Traduction littérale de la chanson : Les souris qui mangent les pieds viennent du dessous du lit.

En d’autres termes ’ les traîtres sont toujours les proches de la victime ’. Allusion faite aux liens qui existaient entre le président et le vice-président du Comité militaire du parti avant l’événement politique du 5 février 1979 et au comportement du second à l’égard du premier. La chanson dénonce la trahison et l’inimitié en politique. Elle fait remarquer que la confiance n’exclut pas le contrôle. Les partisans de l’ancien président lui reprochaient sa confiance aveugle envers son vice-président qui a permis à ce dernier de s ‘emparer du pouvoir.

Les associations communautaires n’ont qu’une influence symbolique dans la mesure où elles ne participent à l’élaboration du projet social ou de la politique du pays. Mais elles sont à la faveur de certains événements politiques une sorte de partis ethniques jouant le rôle dévolu aux syndicats et aux groupes de pression. Cette transposition de rôle fait du P.C.T. une sorte de confédération d’associations ethniques et du gouvernement celle des régions; d’où l’institutionnalisation du système de cooptation de certaines personnalités qui ne sont pas représentatifs de leur communauté ou de leur région d’origine.

L’analyse de l’instrumentalisation du Ndjobi à Brazzaville met en évidence son importance dans le vécu des Mbéti (même éloignés de leur région d’origine) et celle des groupes ethniques dans les mécanismes d’organisation du pouvoir politique au Congo. Et ce malgré la focalisation du pouvoir sur l’unité nationale qui a tendance à occulter l’affirmation ethnique. Il est aussi intéressant d’observer que les Mbéti de Brazzaville –initiés et non-initiés, femmes et hommes- se sont appropriés le Ndjobi au même titre que ceux du monde rural ; au point que l’assimilation du Ndjobi à une association de sorciers véhiculée par le pasteur Ambéni et certains Mbéti n’ont pratiquement aucun répondant à Brazzaville. Mais cette tendance à s’identifier au Ndjobi peut avoir des incidences négatives lorsque, par exemple, un Mbéti ou un initié a un comportement réprouvé par la norme du Ndjobi.
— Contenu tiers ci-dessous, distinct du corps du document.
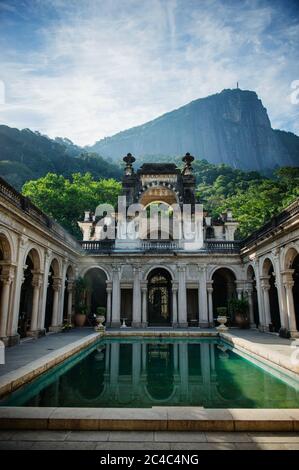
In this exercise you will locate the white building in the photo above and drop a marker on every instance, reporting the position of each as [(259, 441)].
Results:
[(144, 281)]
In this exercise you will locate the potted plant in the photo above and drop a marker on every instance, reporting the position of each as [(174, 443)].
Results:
[(239, 309), (66, 326), (100, 315), (81, 292), (221, 318)]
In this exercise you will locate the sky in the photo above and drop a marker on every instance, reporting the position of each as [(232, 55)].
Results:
[(86, 69)]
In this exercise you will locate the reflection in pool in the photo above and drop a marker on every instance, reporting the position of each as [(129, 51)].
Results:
[(148, 372)]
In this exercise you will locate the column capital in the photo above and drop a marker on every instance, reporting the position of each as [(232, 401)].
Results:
[(37, 279), (202, 267), (276, 252), (116, 268), (70, 285), (7, 273), (181, 268), (57, 283), (175, 286), (136, 268), (6, 279), (265, 284), (287, 278), (209, 286)]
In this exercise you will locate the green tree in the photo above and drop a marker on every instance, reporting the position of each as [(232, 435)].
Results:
[(66, 199)]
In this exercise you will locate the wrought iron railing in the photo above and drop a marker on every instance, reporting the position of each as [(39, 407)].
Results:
[(159, 245), (212, 246), (221, 246), (97, 246), (290, 211), (12, 196)]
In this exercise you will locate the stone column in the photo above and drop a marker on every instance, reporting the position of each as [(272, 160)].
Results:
[(210, 301), (114, 368), (70, 292), (57, 283), (174, 304), (44, 291), (249, 292), (259, 292), (288, 282), (182, 300), (144, 322), (115, 316), (12, 328), (203, 319), (265, 285), (240, 289), (36, 283), (205, 367), (6, 279), (108, 312), (144, 358), (184, 369), (281, 293), (136, 322), (62, 291), (136, 367)]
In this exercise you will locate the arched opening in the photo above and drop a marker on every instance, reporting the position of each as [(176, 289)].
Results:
[(251, 278), (224, 288), (97, 294), (52, 291), (159, 222), (295, 266), (158, 193), (32, 264), (5, 262), (160, 371), (273, 296), (68, 294), (159, 297)]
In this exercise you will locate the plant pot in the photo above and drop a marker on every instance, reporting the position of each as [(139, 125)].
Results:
[(222, 319), (80, 319), (100, 319), (242, 320)]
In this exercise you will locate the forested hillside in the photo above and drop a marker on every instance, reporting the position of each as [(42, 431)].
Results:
[(27, 155)]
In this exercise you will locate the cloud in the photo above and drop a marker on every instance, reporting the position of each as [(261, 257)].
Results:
[(88, 70)]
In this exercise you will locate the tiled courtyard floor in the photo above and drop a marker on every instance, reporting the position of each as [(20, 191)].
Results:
[(144, 440)]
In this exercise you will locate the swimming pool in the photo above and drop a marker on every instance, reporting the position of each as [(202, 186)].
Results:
[(145, 372)]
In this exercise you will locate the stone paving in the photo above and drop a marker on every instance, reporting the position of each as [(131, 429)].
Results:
[(145, 440)]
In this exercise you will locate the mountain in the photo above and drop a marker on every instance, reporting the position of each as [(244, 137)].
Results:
[(230, 127), (26, 155)]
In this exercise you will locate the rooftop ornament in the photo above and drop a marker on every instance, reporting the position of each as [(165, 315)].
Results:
[(129, 160), (187, 159)]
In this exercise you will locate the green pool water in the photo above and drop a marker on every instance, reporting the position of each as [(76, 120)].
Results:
[(135, 372)]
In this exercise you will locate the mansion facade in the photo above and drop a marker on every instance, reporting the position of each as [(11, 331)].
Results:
[(144, 282)]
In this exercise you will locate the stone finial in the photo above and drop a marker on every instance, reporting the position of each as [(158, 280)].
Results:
[(129, 160), (187, 159)]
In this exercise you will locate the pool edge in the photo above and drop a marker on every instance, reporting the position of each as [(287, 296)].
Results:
[(152, 419)]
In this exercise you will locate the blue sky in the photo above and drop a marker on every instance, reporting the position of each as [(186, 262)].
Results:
[(88, 69)]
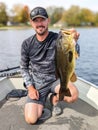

Enfin, l’instrumentalisation des associations dans les villes est très manifeste au Zaïre (actuel R.D.C.) avec le groupe Salongo... ou au Gabon avec le groupe Kounabéli...) et probablement dans d’autres pays d’Afrique. Elle est devenue le faire-valoir d’une certaine osmose entre les hommes politiques et la population ; donnant ainsi une forme particulière à cette relation et donnant au pouvoir une certaine crédibilité sociale.